GuichetLibre · Mis à jour le 23 août 2026

Deux personnes embauchées le même jour, au même poste, peuvent repartir de la préfecture avec deux titres différents. Ce n'est pas une question de dossier ni de mérite : c'est le type de contrat qui décide. Le titre de séjour « salarié » n'est pas une catégorie unique, mais une porte à deux battants, et savoir lequel te concerne évite de préparer la mauvaise demande.

Titre de séjour salarié : CDI ou CDD, la ligne de partage

La règle est mécanique. Un contrat à durée indéterminée donne droit à la carte de séjour « salarié » ; un contrat à durée déterminée donne droit à la carte « travailleur temporaire »1.

Les deux cartes sont délivrées pour 1 an au départ. C'est ensuite que leurs trajectoires divergent :

  • La carte « salarié » (CDI) peut, à son renouvellement, devenir une carte pluriannuelle de 4 ans si l'activité se poursuit1.
  • La carte « travailleur temporaire » (CDD) reste temporaire : son renouvellement est calé sur la durée du CDD restant ou d'un nouveau CDD1.

L'autorisation de travail : c'est l'employeur qui la demande

C'est le point que beaucoup de salariés découvrent trop tard, parce qu'il ne repose pas sur eux. L'autorisation de travail est demandée par l'employeur, en ligne, avant l'embauche — et avant l'entrée en France lorsque le futur salarié réside encore à l'étranger1.
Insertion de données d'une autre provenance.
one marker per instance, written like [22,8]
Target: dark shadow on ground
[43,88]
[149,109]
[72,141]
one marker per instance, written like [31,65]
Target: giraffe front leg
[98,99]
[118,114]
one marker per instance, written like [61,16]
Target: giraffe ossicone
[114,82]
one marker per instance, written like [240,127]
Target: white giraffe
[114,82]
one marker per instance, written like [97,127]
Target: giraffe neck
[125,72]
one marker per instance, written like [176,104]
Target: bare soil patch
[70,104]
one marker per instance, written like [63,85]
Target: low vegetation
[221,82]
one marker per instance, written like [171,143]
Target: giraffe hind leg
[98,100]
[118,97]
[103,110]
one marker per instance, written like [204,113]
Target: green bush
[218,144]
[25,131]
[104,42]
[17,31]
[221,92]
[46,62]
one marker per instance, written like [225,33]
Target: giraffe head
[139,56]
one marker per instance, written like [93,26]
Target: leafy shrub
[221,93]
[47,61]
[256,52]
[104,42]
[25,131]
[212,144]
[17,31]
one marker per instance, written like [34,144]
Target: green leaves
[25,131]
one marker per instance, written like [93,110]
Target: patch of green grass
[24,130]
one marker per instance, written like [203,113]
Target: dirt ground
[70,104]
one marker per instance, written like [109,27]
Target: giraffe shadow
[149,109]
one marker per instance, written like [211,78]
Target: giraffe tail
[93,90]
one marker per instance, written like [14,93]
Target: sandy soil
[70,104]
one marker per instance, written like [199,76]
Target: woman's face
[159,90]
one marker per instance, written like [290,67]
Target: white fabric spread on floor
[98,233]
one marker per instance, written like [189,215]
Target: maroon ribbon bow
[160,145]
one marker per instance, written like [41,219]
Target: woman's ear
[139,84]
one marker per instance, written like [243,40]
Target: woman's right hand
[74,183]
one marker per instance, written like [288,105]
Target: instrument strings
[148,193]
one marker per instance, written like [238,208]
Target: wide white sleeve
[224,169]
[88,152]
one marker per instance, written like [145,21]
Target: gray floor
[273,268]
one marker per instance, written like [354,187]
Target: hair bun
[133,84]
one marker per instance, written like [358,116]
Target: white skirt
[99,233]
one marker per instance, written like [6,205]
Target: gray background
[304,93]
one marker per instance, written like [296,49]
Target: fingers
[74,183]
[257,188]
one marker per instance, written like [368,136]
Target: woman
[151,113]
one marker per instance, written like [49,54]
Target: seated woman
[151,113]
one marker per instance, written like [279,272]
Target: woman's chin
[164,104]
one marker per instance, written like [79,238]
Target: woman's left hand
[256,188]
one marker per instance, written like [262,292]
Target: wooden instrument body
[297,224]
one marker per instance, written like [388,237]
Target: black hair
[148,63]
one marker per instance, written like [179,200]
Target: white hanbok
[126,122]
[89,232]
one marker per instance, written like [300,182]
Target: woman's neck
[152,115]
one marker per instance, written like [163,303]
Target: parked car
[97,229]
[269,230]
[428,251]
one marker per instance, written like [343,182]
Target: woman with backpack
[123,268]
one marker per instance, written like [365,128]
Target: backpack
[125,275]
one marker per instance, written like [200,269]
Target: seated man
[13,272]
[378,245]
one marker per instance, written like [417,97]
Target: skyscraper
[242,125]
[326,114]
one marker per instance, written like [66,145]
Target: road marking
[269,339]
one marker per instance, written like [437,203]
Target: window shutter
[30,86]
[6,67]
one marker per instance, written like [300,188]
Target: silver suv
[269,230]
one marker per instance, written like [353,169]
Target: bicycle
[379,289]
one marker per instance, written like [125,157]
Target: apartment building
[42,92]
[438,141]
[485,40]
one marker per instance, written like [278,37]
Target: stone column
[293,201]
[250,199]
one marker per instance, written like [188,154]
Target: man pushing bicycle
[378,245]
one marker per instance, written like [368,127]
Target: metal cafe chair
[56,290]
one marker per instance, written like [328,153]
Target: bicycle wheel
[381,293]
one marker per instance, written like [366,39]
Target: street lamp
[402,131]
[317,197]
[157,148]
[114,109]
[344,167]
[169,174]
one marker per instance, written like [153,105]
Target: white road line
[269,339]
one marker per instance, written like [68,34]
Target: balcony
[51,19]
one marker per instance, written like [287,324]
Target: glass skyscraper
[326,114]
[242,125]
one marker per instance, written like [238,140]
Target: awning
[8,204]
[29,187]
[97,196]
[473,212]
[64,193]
Cette autorisation est une condition préalable : tant qu'elle n'est pas accordée, le titre « salarié » ou « travailleur temporaire » n'est pas délivré. Les règles précises — métiers en tension, publication de l'offre, obligations de vérification — relèvent de la procédure d'autorisation de travail2, et se recoupent largement avec celles du changement de statut, la voie par laquelle un étudiant bascule vers un emploi salarié.

Le coût : 350 € à la délivrance, 250 € au renouvellement

À la première délivrance, la carte coûte 350 € : une taxe de 300 € et un droit de timbre de 50 €. À son renouvellement, la fiche officielle « salarié » retient un montant distinct de 250 € — une taxe de 200 € et un droit de timbre de 50 €1.

ÉtapeMontant
Première délivrance350 € (taxe 300 € + timbre 50 €)
Renouvellement250 € (taxe 200 € + timbre 50 €)
Dépôt hors délai+ 180 € (droit de visa de régularisation)

Le paiement se fait par timbres fiscaux, et le droit de visa de régularisation de 180 € s'ajoute lorsque la demande est déposée hors délai, sauf force majeure1. La mécanique de ce retard — et le document qui couvre le séjour pendant l'instruction — est détaillée dans le guide du renouvellement.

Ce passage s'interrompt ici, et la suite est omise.